Sampler is a component in Twinkle for generating model outputs, primarily used for sample generation in RLHF training. The sampler supports multiple inference engines, including vLLM and native PyTorch.

Basic Interface

class Sampler(ABC):

    @abstractmethod
    def sample(
        self,
        inputs: Union[InputFeature, List[InputFeature], Trajectory, List[Trajectory]],
        sampling_params: Optional[SamplingParams] = None,
        adapter_name: str = '',
        *,
        num_samples: int = 1,
    ) -> List[SampleResponse]:
        """Sample from given inputs"""
        ...

    def add_adapter_to_model(self, adapter_name: str, config_or_dir, **kwargs):
        """Add LoRA adapter"""
        ...

    def set_template(self, template_cls: Union[Template, Type[Template], str], **kwargs):
        """Set template"""
        ...

The core method of the sampler is sample, which accepts input data and returns generated samples.

Available Samplers

Twinkle provides two sampler implementations:

vLLMSampler

vLLMSampler uses the vLLM engine for efficient inference, supporting high-throughput batch sampling.

  • High Performance: Uses PagedAttention and continuous batching

  • LoRA Support: Supports dynamic loading and switching of LoRA adapters

  • Multi-Sample Generation: Can generate multiple samples per prompt

  • Tensor Parallel: Supports tensor parallelism to accelerate large model inference

See: vLLMSampler

TorchSampler

TorchSampler uses native PyTorch and transformers for inference, suitable for small-scale sampling or debugging.

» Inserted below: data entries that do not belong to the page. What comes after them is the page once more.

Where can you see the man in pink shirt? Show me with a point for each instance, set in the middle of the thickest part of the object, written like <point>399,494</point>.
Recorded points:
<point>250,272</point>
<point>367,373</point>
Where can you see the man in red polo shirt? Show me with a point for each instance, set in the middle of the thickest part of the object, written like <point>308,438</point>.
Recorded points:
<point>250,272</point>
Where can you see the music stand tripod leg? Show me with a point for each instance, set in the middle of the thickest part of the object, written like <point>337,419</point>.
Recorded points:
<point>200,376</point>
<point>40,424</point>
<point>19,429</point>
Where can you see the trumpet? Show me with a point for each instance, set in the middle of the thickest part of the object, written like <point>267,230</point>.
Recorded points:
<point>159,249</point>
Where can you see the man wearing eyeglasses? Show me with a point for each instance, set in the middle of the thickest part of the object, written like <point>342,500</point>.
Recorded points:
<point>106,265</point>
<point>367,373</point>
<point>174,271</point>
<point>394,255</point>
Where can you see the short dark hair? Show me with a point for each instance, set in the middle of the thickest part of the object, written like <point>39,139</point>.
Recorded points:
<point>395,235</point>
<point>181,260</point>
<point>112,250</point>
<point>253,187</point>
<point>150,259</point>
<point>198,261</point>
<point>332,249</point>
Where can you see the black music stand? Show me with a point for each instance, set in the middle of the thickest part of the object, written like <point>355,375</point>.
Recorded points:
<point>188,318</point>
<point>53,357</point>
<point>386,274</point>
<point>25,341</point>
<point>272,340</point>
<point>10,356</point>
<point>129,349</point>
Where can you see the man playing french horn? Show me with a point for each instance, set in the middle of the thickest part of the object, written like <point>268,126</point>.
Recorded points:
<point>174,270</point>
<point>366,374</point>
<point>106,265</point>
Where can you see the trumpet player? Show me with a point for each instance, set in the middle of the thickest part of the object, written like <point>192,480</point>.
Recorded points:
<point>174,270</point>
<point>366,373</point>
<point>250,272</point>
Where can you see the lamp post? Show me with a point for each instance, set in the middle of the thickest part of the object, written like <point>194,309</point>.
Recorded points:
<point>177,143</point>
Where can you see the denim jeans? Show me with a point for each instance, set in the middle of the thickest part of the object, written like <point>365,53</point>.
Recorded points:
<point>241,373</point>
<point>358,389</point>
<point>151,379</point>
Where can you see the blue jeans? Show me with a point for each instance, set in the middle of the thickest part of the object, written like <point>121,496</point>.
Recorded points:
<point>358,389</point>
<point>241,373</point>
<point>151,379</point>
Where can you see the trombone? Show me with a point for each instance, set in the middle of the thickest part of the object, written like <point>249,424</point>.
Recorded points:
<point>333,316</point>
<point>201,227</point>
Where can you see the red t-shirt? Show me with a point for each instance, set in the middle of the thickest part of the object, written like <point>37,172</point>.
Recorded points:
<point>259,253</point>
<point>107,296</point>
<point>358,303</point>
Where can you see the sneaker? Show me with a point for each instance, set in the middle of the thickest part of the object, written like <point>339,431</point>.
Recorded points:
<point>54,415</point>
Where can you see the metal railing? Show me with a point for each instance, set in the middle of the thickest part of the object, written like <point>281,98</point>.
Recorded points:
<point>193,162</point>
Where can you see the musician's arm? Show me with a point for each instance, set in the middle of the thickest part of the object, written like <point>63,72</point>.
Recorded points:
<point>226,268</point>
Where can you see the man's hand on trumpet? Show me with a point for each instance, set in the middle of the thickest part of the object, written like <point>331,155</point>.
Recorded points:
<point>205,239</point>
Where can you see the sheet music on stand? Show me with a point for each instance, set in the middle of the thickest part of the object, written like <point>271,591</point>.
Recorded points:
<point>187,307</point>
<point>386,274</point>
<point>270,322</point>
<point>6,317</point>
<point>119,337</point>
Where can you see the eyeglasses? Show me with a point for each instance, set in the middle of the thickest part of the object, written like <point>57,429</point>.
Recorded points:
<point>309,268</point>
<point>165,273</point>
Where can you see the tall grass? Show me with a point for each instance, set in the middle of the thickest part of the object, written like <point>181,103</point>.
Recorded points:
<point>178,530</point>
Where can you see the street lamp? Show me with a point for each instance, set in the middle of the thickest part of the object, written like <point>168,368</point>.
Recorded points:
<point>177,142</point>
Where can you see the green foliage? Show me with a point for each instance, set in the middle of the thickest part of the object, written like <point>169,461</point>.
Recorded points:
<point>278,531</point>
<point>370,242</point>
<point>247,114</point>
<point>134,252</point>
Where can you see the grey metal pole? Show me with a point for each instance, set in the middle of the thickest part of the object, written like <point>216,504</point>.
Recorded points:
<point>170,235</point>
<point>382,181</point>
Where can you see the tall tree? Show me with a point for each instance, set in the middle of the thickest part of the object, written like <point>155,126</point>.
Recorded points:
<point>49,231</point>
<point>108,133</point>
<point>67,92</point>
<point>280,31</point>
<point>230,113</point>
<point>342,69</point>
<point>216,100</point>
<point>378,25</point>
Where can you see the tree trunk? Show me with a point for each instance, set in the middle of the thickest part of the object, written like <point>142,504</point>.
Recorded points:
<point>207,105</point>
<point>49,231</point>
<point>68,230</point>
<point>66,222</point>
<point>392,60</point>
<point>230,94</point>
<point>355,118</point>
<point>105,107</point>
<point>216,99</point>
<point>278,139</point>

  • Easy to Use: Based on transformers’ standard interface

  • High Flexibility: Easy to customize and extend

  • Low Memory Footprint: Suitable for small-scale sampling

See: TorchSampler

How to Choose

  • vLLMSampler: Suitable for production environments and large-scale training that require high throughput

  • TorchSampler: Suitable for debugging, small-scale experiments, or custom requirements

In RLHF training, samplers are typically separated from the Actor model, using different hardware resources to avoid interference between inference and training.